Ces groupes islamistes s’organisent et agissent dans ce camp comme dans d’autres, pour la même raison que celle que Bill Clinton avait invoqué concernant Mme Monica Lewinsky : « Parce que je le pouvais » comme il l’a finalement admis.

La situation est la même pour Al-Qaida au Liban. Les dirigeants palestiniens sont fermement opposés à ces groupes islamistes, mais, tout comme le « gouvernement » du Liban, ils sont impuissants à les empêcher de s’installer dans ces refuges relativement sûrs.

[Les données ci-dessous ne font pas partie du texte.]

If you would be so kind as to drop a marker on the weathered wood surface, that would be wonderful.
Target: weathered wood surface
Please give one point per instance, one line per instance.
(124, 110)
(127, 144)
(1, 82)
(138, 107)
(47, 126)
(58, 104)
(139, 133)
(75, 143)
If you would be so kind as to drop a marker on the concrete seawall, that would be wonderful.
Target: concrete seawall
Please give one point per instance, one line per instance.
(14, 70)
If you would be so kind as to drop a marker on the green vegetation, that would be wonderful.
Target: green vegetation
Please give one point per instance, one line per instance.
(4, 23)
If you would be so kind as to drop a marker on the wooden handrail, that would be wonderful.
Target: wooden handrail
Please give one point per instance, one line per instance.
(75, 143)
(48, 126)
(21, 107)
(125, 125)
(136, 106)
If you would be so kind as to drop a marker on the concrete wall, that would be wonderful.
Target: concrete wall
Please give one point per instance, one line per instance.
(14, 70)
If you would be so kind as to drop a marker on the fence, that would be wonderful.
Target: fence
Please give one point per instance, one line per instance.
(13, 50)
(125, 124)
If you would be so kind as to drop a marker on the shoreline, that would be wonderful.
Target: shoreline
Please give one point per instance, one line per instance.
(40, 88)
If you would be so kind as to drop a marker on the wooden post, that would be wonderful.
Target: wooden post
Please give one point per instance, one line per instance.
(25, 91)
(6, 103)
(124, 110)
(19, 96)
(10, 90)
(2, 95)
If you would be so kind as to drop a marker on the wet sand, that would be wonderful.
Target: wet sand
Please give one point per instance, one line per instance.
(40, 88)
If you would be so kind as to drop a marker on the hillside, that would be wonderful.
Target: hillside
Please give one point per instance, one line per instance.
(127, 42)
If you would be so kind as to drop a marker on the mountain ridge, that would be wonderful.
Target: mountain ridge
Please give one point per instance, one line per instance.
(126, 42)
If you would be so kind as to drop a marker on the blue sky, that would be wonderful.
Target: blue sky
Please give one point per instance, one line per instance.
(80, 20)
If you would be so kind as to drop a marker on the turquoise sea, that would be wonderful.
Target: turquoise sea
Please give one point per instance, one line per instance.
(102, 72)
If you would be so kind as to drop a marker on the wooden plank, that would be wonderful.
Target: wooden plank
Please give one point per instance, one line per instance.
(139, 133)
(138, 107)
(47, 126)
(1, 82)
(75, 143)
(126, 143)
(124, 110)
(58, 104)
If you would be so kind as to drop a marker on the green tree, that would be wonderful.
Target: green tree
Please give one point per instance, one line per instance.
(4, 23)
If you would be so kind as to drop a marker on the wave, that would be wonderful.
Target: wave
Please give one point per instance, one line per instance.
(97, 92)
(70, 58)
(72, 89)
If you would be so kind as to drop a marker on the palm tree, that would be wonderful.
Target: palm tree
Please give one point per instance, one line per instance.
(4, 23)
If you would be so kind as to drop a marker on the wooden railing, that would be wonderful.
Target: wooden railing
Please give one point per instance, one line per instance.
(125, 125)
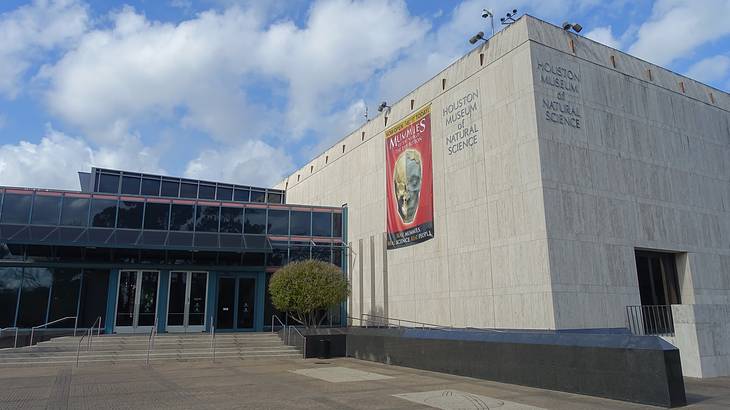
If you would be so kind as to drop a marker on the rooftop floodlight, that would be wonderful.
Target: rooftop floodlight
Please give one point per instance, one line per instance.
(509, 18)
(476, 37)
(574, 26)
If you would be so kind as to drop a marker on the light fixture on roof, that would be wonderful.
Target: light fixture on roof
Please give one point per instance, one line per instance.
(476, 37)
(574, 26)
(509, 18)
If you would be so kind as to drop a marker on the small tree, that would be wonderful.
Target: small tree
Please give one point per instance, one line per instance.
(308, 289)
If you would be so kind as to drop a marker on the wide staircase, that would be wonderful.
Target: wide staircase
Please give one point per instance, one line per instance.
(136, 348)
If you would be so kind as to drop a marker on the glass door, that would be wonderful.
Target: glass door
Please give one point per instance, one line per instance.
(137, 294)
(187, 301)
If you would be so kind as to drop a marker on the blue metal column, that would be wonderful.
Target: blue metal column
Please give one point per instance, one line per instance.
(111, 301)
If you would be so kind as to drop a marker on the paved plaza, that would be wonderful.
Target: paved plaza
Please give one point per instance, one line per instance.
(291, 384)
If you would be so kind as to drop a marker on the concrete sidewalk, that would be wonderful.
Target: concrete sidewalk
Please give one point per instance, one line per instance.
(291, 384)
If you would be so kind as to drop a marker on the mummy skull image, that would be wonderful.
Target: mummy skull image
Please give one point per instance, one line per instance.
(407, 183)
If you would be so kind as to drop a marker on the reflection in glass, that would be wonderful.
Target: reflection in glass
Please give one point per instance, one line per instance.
(34, 296)
(255, 221)
(278, 222)
(130, 215)
(103, 213)
(16, 208)
(181, 217)
(46, 210)
(9, 286)
(74, 211)
(231, 220)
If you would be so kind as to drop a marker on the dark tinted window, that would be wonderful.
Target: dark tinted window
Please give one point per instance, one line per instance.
(9, 285)
(241, 195)
(231, 220)
(278, 222)
(170, 188)
(75, 211)
(299, 224)
(130, 185)
(103, 212)
(150, 186)
(224, 193)
(255, 221)
(46, 210)
(274, 198)
(188, 190)
(258, 196)
(337, 225)
(321, 224)
(34, 297)
(206, 192)
(206, 218)
(156, 216)
(16, 208)
(108, 183)
(181, 217)
(130, 215)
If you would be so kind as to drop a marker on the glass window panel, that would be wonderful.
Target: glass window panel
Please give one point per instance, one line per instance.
(278, 222)
(300, 223)
(206, 191)
(150, 186)
(103, 213)
(181, 217)
(321, 224)
(156, 216)
(130, 215)
(255, 221)
(34, 296)
(64, 295)
(108, 183)
(207, 218)
(258, 196)
(46, 210)
(130, 185)
(188, 190)
(74, 211)
(224, 193)
(170, 188)
(241, 195)
(231, 220)
(337, 225)
(10, 279)
(274, 198)
(93, 297)
(16, 208)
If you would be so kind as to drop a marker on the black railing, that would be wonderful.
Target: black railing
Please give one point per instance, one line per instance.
(650, 320)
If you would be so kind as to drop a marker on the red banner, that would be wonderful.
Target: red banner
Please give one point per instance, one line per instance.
(409, 180)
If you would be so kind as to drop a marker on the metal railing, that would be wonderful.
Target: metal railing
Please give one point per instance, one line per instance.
(654, 320)
(15, 343)
(45, 325)
(90, 333)
(151, 341)
(212, 338)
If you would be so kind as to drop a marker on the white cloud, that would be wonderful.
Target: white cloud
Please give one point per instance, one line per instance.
(711, 69)
(252, 162)
(604, 35)
(55, 160)
(31, 30)
(677, 27)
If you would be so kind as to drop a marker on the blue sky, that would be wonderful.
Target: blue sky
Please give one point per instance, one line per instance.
(247, 91)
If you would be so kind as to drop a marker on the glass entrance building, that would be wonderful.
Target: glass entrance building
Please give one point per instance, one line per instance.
(137, 250)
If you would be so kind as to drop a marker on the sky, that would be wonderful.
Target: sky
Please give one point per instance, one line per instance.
(248, 91)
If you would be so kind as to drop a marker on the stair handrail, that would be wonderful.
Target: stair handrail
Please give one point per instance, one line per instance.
(151, 341)
(32, 329)
(15, 344)
(212, 337)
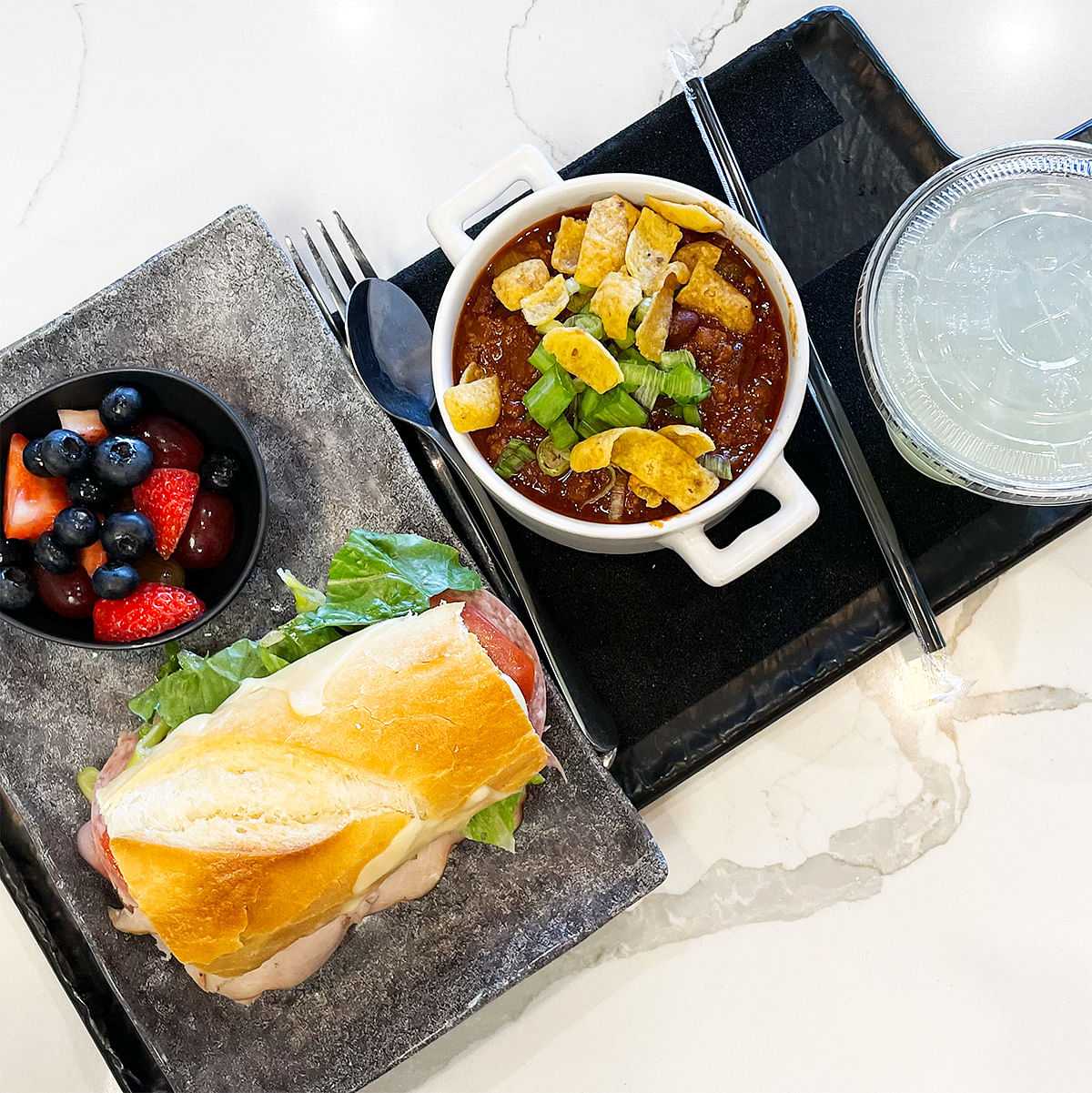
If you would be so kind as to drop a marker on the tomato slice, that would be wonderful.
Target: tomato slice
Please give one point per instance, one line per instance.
(504, 653)
(104, 843)
(30, 503)
(86, 422)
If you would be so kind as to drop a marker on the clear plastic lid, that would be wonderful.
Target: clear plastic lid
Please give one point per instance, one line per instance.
(976, 322)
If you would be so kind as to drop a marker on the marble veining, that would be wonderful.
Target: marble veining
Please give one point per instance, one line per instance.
(793, 945)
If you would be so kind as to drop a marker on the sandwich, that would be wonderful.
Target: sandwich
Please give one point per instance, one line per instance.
(248, 837)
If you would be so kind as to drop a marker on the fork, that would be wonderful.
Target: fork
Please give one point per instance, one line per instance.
(485, 553)
(493, 551)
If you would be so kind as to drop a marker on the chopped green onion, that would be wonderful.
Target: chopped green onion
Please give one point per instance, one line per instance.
(515, 456)
(590, 322)
(563, 434)
(552, 460)
(541, 359)
(549, 397)
(618, 409)
(580, 300)
(719, 465)
(685, 385)
(672, 358)
(632, 353)
(590, 402)
(644, 380)
(86, 779)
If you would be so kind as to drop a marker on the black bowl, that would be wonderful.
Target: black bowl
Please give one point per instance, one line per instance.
(217, 426)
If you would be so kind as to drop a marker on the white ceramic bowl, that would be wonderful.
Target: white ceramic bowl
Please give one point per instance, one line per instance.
(685, 532)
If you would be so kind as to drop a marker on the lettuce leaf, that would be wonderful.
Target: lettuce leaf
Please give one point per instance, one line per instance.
(306, 597)
(498, 823)
(378, 576)
(373, 577)
(199, 684)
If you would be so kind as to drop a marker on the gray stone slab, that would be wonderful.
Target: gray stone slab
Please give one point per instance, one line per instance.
(226, 308)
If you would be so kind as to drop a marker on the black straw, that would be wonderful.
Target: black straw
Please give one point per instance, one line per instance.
(905, 578)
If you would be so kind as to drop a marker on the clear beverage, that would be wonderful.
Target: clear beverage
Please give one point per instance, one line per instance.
(976, 325)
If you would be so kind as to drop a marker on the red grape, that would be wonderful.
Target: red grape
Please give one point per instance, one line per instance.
(209, 533)
(68, 594)
(161, 571)
(172, 443)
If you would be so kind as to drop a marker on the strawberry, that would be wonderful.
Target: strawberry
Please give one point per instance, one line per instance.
(167, 499)
(151, 610)
(91, 558)
(86, 422)
(30, 503)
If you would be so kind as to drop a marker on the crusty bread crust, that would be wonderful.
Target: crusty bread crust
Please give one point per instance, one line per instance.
(255, 825)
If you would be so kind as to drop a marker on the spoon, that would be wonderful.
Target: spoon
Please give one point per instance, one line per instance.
(390, 346)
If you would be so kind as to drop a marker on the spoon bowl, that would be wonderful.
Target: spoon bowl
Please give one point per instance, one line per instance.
(390, 343)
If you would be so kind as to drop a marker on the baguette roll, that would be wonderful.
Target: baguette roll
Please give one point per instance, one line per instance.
(259, 825)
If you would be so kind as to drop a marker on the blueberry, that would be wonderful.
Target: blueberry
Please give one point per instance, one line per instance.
(12, 552)
(121, 461)
(218, 471)
(76, 527)
(64, 451)
(16, 588)
(115, 581)
(50, 554)
(88, 492)
(121, 408)
(32, 460)
(126, 536)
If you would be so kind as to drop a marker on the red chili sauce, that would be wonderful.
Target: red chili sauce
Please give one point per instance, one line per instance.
(747, 375)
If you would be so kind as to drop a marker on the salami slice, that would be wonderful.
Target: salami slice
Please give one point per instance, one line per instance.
(501, 619)
(92, 839)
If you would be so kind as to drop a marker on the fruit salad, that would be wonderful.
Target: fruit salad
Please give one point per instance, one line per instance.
(104, 516)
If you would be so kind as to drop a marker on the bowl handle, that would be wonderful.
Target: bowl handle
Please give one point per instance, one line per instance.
(719, 565)
(525, 163)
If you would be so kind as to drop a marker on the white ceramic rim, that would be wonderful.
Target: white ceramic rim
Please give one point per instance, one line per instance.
(562, 196)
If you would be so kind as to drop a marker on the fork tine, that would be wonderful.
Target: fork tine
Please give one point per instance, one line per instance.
(332, 319)
(346, 271)
(325, 270)
(367, 268)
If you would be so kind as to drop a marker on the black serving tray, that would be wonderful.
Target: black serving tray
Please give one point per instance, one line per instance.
(832, 145)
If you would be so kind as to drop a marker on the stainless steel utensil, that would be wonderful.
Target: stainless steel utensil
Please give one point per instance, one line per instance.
(389, 341)
(903, 575)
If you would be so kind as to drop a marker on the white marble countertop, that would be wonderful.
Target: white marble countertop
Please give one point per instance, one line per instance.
(871, 895)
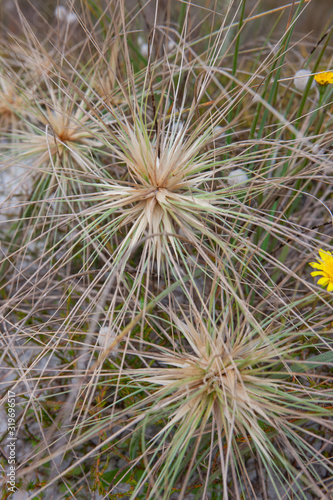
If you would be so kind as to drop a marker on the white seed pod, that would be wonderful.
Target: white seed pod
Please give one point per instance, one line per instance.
(105, 338)
(237, 176)
(301, 79)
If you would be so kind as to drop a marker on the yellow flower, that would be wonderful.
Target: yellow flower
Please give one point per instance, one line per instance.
(324, 78)
(326, 269)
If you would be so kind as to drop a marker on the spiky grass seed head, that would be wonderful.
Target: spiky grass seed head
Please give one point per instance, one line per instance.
(301, 79)
(325, 267)
(237, 176)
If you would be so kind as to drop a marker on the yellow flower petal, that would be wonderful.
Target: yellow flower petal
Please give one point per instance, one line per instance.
(325, 267)
(325, 256)
(323, 281)
(315, 265)
(324, 78)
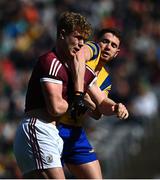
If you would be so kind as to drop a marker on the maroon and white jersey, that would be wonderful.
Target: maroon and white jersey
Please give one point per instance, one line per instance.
(49, 69)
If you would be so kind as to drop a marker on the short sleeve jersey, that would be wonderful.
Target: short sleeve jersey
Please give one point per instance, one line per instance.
(49, 69)
(103, 77)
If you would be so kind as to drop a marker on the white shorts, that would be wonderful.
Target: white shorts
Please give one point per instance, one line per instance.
(37, 145)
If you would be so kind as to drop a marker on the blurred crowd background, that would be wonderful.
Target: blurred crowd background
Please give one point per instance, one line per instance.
(126, 149)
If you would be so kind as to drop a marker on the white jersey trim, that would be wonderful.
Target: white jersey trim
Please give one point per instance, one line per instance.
(55, 66)
(51, 80)
(93, 81)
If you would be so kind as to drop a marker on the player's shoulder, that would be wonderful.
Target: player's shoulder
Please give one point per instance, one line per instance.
(93, 45)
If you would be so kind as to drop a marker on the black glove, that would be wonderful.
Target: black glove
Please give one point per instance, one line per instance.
(78, 106)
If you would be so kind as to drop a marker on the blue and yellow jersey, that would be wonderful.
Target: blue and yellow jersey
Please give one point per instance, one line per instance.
(103, 80)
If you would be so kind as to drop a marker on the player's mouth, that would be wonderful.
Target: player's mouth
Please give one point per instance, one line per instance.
(105, 54)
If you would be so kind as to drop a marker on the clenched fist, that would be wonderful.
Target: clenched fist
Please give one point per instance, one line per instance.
(120, 110)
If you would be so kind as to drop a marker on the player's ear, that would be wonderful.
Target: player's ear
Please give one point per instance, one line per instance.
(116, 53)
(62, 33)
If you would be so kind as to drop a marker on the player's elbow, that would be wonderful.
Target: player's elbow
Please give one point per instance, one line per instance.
(58, 109)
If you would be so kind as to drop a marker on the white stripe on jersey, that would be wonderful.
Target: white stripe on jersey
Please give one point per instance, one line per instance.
(58, 69)
(55, 66)
(90, 70)
(51, 68)
(93, 81)
(51, 80)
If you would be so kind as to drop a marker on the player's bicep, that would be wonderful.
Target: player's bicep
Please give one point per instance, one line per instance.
(96, 94)
(52, 93)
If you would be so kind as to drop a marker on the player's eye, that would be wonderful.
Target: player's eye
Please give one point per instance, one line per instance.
(105, 41)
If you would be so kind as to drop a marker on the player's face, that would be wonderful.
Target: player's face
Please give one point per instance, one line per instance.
(74, 42)
(109, 45)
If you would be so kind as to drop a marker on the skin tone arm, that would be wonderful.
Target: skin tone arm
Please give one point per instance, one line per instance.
(105, 105)
(80, 59)
(55, 103)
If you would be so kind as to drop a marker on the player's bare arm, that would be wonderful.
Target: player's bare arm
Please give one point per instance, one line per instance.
(56, 105)
(105, 105)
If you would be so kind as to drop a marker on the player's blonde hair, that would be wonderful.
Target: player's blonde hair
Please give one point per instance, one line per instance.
(70, 22)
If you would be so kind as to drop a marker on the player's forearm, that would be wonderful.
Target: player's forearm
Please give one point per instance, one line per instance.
(80, 59)
(79, 72)
(95, 114)
(58, 108)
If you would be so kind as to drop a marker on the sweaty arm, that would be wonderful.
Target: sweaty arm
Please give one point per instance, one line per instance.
(105, 105)
(55, 103)
(83, 55)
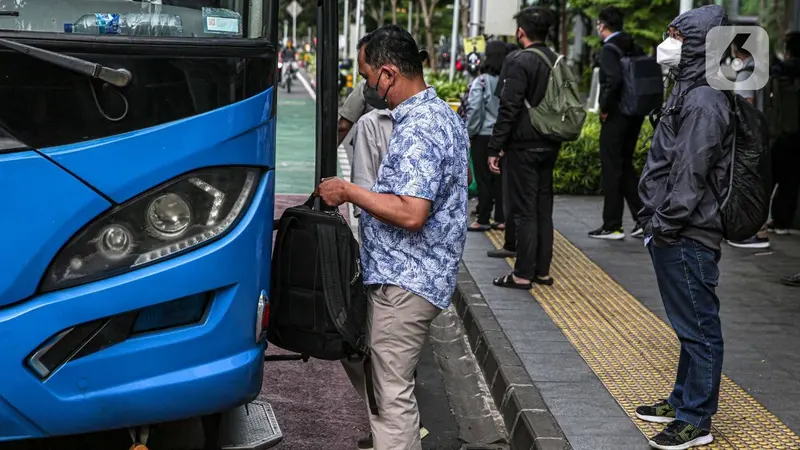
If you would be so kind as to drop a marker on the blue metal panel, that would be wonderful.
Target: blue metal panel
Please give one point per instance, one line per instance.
(125, 165)
(42, 207)
(157, 377)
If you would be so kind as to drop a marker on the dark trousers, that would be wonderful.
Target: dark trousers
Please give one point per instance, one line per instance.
(785, 166)
(687, 276)
(489, 186)
(528, 188)
(511, 233)
(620, 182)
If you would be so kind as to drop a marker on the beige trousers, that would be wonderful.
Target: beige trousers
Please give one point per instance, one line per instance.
(398, 323)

Ces derniers jours, ces groupes ont été mis en émoi par le déploiement du destroyer lance-missile USS Cole, qui aurait quitté Malte le 26 février, en route vers une position au large de Beyrouth. Son arrivée imminente au Liban est considérée comme un avertissement en direction de la Syrie, de l’Iran et de la résistance libanaise, dirigée par le Hezbollah. Cela signifie que, au moment où l’administration Bush a sans doute « perdu » en Iraq, en Afghanistan, et peut-être bientôt au Pakistan et dans certaines parties de la région du Golfe, elle est prête à se joindre dans la lutte avec Israël afin de ne pas « perdre » le Liban.

L’amiral Michael Mullen, le chef d’Etat Major des USA, a déclaré hier que le déploiement ne devrait pas être perçu comme une menace ou une réponse à des événements survenus dans un pays particulier de cette région instable.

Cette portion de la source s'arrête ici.